Good morning,

UK: Pay higher but will sales follow?

Sterling stabilised yesterday following a higher than expected wage release suggesting that the pain of real wage declines in the UK may be lessening. Despite pay rising by 2.1% on the quarter UK consumers grew poorer by 0.5% in the 2nd quarter of this year according to yesterday’s stats and this will continue to act as a short term depressant on UK economic growth.

While the Bank of England and markets may be confident that inflation may become more benign there is less commitment to a belief that pay will start to charge higher and therein lies the rub; real wage increases cannot be counted on to fuel a dependable backdrop for our post-Brexit economy. We have said many times that real wage increases are the silver bullet for the concerns that swamp the UK economy and while this figure is better than had been expected, at the end of the day people are still getting poorer.
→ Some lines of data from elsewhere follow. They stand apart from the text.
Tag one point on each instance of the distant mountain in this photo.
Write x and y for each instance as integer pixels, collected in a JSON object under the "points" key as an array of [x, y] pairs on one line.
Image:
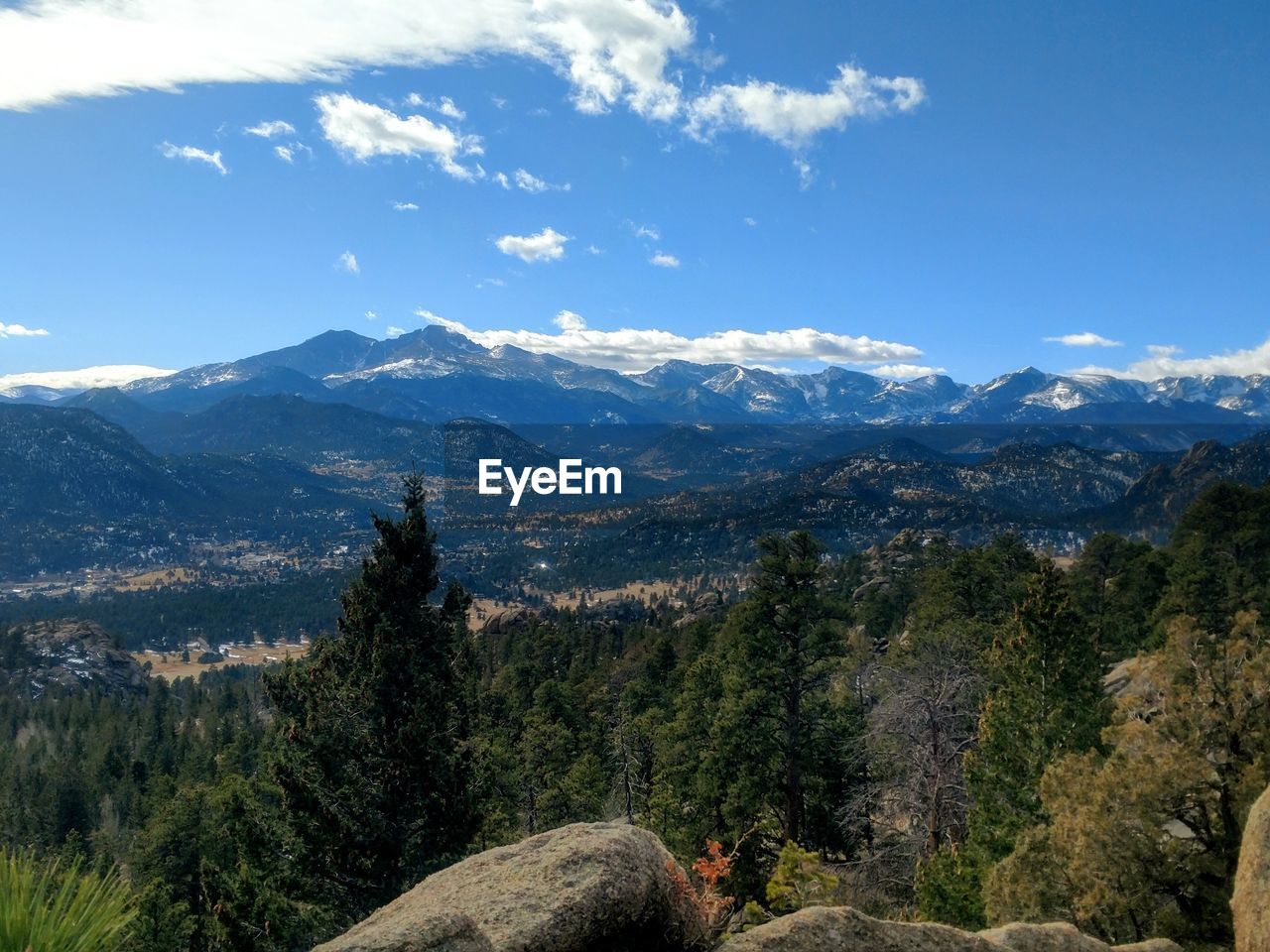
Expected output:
{"points": [[77, 490], [1155, 502], [436, 375]]}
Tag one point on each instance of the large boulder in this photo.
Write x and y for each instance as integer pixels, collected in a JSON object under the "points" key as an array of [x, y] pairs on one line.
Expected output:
{"points": [[843, 929], [587, 888], [1251, 901]]}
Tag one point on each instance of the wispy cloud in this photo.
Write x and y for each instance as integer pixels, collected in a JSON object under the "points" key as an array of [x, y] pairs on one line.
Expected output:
{"points": [[363, 131], [1166, 361], [631, 54], [191, 154], [645, 231], [18, 330], [547, 245], [794, 117], [271, 128], [1083, 339], [527, 181], [444, 105], [634, 349], [84, 379]]}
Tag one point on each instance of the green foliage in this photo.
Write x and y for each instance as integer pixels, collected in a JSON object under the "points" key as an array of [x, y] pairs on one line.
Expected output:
{"points": [[799, 880], [48, 907], [1220, 558], [217, 862], [1115, 587], [252, 819], [372, 746], [949, 888], [1148, 835], [780, 714], [1046, 701]]}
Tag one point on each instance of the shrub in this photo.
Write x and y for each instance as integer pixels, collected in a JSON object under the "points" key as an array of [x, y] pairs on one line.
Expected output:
{"points": [[45, 907]]}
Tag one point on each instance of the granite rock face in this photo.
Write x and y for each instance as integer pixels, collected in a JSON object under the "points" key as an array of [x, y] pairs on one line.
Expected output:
{"points": [[68, 655], [578, 889], [1251, 901]]}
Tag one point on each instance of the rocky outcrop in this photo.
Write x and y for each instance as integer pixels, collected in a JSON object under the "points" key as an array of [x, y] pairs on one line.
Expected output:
{"points": [[833, 929], [506, 620], [579, 889], [1251, 901], [1064, 937], [66, 655], [841, 929]]}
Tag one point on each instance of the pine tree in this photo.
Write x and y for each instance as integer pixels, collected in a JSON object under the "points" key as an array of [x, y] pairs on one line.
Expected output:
{"points": [[783, 720], [372, 731], [1046, 701]]}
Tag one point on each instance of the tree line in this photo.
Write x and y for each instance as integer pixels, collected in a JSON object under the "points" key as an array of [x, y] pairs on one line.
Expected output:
{"points": [[921, 730]]}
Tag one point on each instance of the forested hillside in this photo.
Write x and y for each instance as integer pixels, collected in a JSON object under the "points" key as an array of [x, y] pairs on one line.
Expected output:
{"points": [[917, 730]]}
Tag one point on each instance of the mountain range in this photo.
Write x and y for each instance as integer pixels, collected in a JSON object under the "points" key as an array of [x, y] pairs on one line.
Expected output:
{"points": [[435, 375]]}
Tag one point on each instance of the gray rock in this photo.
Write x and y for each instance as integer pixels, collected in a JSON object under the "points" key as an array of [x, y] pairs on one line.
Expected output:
{"points": [[1251, 900], [388, 930], [842, 929], [579, 889], [68, 654]]}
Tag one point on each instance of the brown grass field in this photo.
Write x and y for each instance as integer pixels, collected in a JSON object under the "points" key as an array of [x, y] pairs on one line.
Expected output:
{"points": [[175, 667]]}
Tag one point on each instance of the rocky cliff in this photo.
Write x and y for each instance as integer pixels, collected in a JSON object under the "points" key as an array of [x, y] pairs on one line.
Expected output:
{"points": [[610, 888], [64, 654]]}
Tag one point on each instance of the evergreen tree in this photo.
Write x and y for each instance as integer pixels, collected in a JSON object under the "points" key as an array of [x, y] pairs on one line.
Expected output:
{"points": [[1046, 701], [785, 716], [372, 731]]}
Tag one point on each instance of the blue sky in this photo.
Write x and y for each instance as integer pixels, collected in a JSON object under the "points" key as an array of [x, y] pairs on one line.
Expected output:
{"points": [[984, 177]]}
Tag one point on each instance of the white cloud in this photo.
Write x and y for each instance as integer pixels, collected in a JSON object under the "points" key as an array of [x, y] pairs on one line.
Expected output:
{"points": [[633, 350], [363, 131], [547, 245], [191, 154], [1165, 361], [793, 117], [806, 175], [629, 53], [270, 128], [85, 379], [17, 330], [905, 371], [645, 231], [444, 105], [610, 54], [568, 321], [1083, 339], [527, 181]]}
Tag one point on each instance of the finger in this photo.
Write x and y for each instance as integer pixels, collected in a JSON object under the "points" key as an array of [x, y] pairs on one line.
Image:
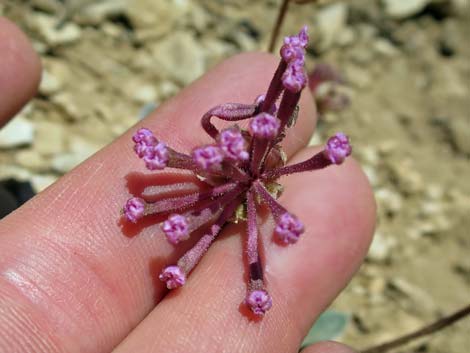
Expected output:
{"points": [[20, 70], [337, 207], [68, 276], [327, 347]]}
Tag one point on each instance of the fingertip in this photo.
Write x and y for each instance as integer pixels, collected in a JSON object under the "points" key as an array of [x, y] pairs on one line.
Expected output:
{"points": [[21, 70], [328, 347]]}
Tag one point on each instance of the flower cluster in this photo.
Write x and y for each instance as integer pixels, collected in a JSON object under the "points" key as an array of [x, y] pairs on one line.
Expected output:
{"points": [[240, 168]]}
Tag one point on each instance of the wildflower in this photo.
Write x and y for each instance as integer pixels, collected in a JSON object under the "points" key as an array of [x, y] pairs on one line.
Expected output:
{"points": [[239, 169], [134, 209]]}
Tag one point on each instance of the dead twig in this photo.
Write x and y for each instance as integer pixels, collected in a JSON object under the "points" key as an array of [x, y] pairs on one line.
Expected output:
{"points": [[427, 330]]}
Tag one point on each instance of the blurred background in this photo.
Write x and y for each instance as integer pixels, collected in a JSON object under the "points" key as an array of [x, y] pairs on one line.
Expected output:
{"points": [[406, 68]]}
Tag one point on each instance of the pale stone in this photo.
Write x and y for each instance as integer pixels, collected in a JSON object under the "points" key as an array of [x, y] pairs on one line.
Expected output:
{"points": [[400, 9], [18, 132], [180, 57], [331, 20], [47, 26], [49, 138], [31, 160], [41, 182]]}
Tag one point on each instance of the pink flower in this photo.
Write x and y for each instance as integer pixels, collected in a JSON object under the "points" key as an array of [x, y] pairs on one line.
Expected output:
{"points": [[294, 78], [338, 148], [173, 276], [208, 156], [156, 157], [134, 209], [264, 126], [289, 228], [176, 228], [259, 301], [233, 144]]}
The labour market is solid at the moment but it has been solid for a long time and has not been enough to generate reliable and meaningful wage growth. The translation into retail sales later will be interesting; how much has the average shopper tightened their belt against this backdrop? We will find out at 09.30 this morning.
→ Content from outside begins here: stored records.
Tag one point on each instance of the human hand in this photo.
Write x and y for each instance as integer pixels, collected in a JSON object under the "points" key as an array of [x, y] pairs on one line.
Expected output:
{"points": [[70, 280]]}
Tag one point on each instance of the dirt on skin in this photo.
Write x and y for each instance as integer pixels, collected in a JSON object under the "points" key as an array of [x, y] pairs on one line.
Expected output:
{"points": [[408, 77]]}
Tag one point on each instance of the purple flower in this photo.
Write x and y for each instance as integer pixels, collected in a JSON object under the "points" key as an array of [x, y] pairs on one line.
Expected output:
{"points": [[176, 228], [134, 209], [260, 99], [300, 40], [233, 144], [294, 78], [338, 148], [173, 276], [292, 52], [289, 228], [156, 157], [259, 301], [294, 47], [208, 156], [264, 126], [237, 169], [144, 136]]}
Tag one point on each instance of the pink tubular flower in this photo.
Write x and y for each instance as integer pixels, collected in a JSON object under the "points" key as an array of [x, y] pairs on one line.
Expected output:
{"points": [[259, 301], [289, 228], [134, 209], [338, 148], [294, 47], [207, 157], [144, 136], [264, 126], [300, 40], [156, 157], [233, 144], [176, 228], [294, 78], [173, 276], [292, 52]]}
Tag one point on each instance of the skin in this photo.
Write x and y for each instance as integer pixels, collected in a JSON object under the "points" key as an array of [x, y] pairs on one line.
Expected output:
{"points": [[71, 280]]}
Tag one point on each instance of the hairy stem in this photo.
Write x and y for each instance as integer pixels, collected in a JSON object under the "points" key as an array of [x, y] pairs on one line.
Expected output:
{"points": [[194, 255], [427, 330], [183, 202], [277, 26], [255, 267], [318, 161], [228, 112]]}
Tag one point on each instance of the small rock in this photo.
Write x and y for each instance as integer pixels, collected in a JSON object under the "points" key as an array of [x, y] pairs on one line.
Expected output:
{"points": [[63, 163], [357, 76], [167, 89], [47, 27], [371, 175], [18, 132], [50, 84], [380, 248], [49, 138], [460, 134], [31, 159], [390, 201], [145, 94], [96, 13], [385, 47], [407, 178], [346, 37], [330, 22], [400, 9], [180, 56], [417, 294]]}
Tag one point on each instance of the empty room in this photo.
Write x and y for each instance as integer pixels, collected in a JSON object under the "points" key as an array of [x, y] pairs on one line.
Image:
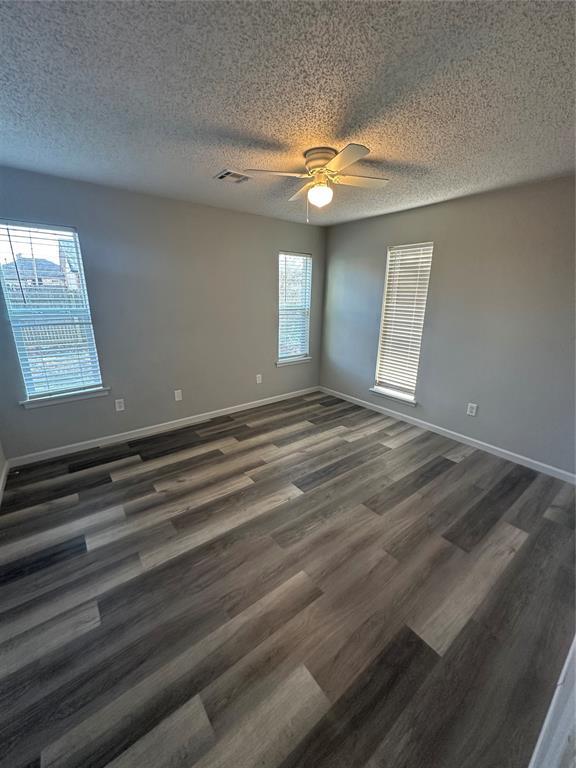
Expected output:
{"points": [[287, 387]]}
There is no Brexit position paper to be analysed later today.

US: Fed minutes hint at rate underpricing

Dollar has not reacted much to the latest set of minutes from the Federal Reserve released overnight that confirmed that while there is by no means a single viewpoint on inflation within the central bank, you could throw a small blanket over them such is their lack of dispersion. The overarching theme is that the recent dip in inflation is transitory and therefore we believe that the risk of a December rate hike is a little under-priced by markets at the moment, giving USD room to rebound. Obviously this is contingent on inflation coming higher but Tuesday’s retail sales data will have been encouraging.

The news that Donald Trump had shut down two business advisory groups to his Presidency following a stream of resignations has not been a market mover.

Korea: Red lines drawn

South Korea issued a warning to its northern counterpart yesterday that should it see North Korea deploy an ICBM missile tipped with a nuclear warhead then that would be a ‘red line’ adding that the Hermit Kingdom was coming up on that line quickly. South Korean President Moon also stated that President Trump had agreed to seek approval from South Korea before taking action against the North.

The Day Ahead

Away from the UK retail sales announcement at 09.30 we also have the final reading of Eurozone inflation at 10.00 and US industrial production at 14.15. Euro weakened unexpectedly yesterday following a rumour that Mario Draghi will decline to reveal any new policy that would tighten monetary conditions at the Jackson Hole Economic Symposium next weekend. We would suspect that today’s inflation figure is unlikely to pressure him into anything either and the near term story for the single currency may be one of consolidation at current levels.